The first issue is that the development of machine intelligence is wildly unpredictable. We have made incredible progress with statistical optimization and unsupervised categorization in recent years, but we have very little to show in terms of machines that can do human level reasoning, creativity, problem solving or hypothesis formation. One day someone will make a break through in those areas, perhaps solving it all with a single algorithm as the essay suggests. But we have no idea when that day will be and absolutely no evidence that it's getting any closer. sama does note these points and states the timeline for a dangerous level of machine intelligence is outright unknowable. I can only assume that the second part of this piece will explain why we should be concerned about something that might or might not occur at some point in the near or distance future, as opposed to the very real and quantifiable threats that the world is facing today.
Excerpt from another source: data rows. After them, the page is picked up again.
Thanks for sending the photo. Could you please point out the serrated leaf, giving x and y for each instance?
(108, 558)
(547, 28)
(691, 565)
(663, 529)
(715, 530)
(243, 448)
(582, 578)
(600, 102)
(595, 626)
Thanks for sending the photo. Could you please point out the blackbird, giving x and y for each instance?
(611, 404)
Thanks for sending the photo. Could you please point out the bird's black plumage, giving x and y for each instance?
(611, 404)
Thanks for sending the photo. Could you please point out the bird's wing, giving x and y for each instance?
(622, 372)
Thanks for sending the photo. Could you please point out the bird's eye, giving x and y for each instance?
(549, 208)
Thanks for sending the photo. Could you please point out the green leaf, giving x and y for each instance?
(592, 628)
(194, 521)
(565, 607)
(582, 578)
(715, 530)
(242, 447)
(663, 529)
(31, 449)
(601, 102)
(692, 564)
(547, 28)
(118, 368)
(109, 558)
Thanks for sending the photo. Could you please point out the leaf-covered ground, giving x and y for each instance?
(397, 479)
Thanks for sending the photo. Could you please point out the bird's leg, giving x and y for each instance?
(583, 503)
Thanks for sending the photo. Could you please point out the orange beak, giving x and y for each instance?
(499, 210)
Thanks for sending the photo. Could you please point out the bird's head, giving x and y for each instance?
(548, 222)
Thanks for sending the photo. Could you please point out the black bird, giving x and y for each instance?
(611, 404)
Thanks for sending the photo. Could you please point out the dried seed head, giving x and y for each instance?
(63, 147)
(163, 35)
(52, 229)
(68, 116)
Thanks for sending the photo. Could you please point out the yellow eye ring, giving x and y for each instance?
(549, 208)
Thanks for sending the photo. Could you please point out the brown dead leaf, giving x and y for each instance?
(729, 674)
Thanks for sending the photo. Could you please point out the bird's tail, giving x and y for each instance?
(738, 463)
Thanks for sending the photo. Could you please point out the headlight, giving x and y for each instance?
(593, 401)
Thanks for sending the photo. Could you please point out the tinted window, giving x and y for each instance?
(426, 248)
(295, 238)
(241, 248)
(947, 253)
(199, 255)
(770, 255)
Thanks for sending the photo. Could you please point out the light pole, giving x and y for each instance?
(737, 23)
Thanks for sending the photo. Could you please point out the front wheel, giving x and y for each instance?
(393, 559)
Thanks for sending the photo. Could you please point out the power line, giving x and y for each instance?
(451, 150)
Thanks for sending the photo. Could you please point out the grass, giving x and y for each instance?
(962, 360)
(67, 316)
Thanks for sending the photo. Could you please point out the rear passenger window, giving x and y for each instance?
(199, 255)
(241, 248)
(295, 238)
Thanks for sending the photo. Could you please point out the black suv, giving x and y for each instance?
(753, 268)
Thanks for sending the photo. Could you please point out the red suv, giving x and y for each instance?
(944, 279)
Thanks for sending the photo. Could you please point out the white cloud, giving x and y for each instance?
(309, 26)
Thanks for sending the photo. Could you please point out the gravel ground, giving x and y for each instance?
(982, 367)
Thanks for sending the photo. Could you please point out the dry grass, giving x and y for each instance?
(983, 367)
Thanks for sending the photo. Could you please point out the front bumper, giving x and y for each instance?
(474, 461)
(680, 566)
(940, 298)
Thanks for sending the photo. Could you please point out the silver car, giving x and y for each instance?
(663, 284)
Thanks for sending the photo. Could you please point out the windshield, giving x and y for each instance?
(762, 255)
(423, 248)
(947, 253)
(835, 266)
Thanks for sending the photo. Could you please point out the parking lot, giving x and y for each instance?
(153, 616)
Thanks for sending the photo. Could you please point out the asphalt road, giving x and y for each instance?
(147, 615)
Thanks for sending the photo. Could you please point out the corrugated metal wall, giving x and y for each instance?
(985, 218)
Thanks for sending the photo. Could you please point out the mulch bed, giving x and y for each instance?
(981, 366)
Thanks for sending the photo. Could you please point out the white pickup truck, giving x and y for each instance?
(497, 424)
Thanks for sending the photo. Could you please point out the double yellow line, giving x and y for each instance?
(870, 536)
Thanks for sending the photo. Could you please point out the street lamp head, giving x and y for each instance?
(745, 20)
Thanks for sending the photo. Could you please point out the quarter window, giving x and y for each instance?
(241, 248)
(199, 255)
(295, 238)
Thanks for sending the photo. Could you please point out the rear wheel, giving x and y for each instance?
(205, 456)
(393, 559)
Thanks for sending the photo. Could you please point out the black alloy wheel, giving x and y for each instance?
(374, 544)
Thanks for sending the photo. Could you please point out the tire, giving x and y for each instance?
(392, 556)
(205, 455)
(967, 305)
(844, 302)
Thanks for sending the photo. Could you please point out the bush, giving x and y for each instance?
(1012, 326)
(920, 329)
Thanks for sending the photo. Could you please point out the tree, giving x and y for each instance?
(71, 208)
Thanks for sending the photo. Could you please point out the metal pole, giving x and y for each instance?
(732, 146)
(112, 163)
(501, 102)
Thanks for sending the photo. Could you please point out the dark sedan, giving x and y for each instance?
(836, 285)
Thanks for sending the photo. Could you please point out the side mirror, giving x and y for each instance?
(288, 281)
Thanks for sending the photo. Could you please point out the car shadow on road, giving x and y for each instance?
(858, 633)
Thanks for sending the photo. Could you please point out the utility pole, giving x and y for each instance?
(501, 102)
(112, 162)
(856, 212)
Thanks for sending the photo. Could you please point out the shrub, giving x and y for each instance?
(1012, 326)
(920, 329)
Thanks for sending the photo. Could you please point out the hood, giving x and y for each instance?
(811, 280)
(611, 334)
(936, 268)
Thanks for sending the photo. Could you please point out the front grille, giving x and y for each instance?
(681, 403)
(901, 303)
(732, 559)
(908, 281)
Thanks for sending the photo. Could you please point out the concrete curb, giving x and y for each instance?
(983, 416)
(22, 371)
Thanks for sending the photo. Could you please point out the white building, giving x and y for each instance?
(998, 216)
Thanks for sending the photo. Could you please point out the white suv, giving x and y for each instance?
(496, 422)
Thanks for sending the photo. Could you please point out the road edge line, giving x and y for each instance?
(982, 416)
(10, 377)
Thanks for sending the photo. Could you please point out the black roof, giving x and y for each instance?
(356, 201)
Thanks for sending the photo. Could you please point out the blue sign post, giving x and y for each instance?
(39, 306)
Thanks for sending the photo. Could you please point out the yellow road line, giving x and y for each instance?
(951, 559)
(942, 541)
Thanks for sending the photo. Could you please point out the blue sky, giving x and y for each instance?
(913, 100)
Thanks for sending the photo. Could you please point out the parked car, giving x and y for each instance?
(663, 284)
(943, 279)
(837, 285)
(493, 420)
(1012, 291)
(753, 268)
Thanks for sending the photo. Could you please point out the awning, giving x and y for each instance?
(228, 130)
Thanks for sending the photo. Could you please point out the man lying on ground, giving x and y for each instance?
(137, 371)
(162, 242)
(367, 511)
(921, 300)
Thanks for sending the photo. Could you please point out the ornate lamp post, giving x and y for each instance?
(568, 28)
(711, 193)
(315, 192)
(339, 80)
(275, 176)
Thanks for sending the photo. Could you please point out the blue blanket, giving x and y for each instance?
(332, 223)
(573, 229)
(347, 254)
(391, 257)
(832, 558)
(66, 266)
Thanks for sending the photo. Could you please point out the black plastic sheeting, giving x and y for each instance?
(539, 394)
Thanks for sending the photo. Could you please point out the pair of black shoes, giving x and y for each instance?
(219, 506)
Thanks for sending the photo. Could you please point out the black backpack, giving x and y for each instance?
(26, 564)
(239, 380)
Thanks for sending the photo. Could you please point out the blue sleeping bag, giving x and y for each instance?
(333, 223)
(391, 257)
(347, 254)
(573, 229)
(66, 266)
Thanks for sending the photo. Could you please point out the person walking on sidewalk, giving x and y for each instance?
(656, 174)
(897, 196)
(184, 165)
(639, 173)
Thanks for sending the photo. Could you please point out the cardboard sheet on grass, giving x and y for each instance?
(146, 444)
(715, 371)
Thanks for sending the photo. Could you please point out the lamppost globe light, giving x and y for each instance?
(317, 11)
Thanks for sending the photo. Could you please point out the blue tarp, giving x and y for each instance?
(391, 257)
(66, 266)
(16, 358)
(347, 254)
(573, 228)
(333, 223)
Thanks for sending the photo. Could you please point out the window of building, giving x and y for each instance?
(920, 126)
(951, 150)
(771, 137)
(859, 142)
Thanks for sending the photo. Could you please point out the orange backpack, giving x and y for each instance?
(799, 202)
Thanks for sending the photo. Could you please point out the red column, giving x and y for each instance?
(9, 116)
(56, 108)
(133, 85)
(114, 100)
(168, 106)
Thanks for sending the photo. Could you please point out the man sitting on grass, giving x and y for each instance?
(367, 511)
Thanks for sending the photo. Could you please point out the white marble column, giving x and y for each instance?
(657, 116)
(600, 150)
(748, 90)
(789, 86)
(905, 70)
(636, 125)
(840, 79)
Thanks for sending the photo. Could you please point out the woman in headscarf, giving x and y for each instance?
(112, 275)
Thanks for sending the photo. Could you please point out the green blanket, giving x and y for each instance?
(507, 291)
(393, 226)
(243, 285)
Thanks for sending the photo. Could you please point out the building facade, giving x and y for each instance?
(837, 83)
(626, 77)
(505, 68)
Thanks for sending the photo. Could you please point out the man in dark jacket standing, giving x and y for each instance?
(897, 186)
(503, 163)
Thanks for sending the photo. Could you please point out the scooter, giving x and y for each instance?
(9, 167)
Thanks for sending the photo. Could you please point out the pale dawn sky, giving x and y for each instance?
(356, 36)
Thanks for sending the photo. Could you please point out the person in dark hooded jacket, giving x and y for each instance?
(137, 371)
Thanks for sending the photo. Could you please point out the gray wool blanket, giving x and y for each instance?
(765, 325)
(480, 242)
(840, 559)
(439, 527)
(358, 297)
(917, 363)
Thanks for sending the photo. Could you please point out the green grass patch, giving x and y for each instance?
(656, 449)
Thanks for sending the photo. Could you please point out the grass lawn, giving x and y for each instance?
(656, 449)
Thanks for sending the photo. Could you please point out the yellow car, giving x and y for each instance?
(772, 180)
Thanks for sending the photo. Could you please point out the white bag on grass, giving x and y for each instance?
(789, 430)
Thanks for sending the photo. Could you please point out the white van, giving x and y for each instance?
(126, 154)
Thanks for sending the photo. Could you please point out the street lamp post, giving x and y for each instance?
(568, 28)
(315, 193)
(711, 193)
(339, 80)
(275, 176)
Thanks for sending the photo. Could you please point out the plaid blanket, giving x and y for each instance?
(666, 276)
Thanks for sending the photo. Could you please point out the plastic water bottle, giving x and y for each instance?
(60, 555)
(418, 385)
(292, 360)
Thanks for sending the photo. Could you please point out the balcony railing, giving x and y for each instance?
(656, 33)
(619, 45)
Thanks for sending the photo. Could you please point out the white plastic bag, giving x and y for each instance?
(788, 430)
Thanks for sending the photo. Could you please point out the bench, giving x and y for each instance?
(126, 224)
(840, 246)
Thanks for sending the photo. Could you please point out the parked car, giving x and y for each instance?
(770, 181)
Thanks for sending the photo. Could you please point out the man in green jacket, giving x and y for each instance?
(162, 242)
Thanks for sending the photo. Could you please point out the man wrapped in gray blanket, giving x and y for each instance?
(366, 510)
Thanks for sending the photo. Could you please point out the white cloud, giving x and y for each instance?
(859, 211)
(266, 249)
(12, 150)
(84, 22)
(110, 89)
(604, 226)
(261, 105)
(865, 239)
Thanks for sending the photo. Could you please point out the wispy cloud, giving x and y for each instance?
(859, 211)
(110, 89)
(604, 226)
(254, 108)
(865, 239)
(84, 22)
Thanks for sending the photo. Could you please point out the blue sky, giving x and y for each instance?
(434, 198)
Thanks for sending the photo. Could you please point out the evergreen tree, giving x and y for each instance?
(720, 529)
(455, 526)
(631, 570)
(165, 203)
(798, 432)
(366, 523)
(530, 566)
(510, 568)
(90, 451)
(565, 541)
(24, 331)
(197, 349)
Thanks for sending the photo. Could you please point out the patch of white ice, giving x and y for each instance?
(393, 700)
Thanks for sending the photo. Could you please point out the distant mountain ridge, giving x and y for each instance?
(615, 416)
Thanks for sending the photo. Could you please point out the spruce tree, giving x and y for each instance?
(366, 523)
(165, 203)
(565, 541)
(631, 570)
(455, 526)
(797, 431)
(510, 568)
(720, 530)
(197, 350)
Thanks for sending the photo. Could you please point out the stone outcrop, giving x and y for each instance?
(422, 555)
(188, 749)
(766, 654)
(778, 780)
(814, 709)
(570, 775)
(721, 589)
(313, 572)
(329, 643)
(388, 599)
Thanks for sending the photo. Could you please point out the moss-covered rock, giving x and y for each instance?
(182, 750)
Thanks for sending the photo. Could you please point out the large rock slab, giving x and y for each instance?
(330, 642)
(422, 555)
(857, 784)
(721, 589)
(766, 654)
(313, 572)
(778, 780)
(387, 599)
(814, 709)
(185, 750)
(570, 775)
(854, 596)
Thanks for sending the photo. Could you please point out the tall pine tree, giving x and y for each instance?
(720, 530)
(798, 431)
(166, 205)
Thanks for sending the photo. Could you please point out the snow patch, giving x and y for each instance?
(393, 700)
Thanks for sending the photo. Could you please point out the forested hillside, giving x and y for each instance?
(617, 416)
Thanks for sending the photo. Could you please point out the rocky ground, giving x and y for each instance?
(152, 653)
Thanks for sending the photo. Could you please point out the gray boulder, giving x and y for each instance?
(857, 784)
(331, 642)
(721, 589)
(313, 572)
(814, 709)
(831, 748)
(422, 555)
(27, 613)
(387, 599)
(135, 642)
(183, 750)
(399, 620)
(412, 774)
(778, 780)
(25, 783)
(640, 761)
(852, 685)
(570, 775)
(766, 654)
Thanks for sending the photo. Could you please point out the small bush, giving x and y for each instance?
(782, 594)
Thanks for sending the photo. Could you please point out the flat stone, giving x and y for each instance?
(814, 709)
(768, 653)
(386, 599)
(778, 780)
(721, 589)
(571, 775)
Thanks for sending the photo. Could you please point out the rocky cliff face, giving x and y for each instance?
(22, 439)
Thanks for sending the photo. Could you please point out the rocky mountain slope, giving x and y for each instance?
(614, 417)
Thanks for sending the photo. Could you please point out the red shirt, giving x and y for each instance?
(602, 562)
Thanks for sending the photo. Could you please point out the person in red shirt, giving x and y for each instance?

The other issue is that we have no idea what the nature of machine intelligence will be. The only model we have for intelligence of any kind is ourselves, and the basic aspects of our reasoning were shaped by millions of years of evolution. Self-preservation, seeking pleasure and avoiding pain, a desire to control scarce resources...these were all things that evolved in the brains of fish that lived hundreds of millions of years ago. They aren't necessarily the product of logic and reason, but random mutations that helped some organisms survive long enough to produce offspring. A machine intelligence will start completely from scratch, guided by none of that evolutionary history. Who knows how it will think and see its place in the world? If someone explicitly programs it to think like a human, and it cannot change that programming of its own accord, it might indeed decide to think and act like a sci-fi villain. But it seems like the most likely outcome is completely unpredictable behavior, if it chooses to interact with us as a species at all.

This Superintelligence book has sparked a meme among very smart people. That's just how culture works, I guess. Some ideas catch on among certain groups and others don't. But I can't wait for the technical intelligentsia to move on to something else so that we can get back to the business of making stupid machines that are incredibly good at optimization and prediction. The world has a lot of real and pressing problems, here and now, that affect lives in a negative way. Hopefully we can use statistics to do more with less, and bring relief to those who need it instead of worrying about what-if scenarios and unanswerable questions.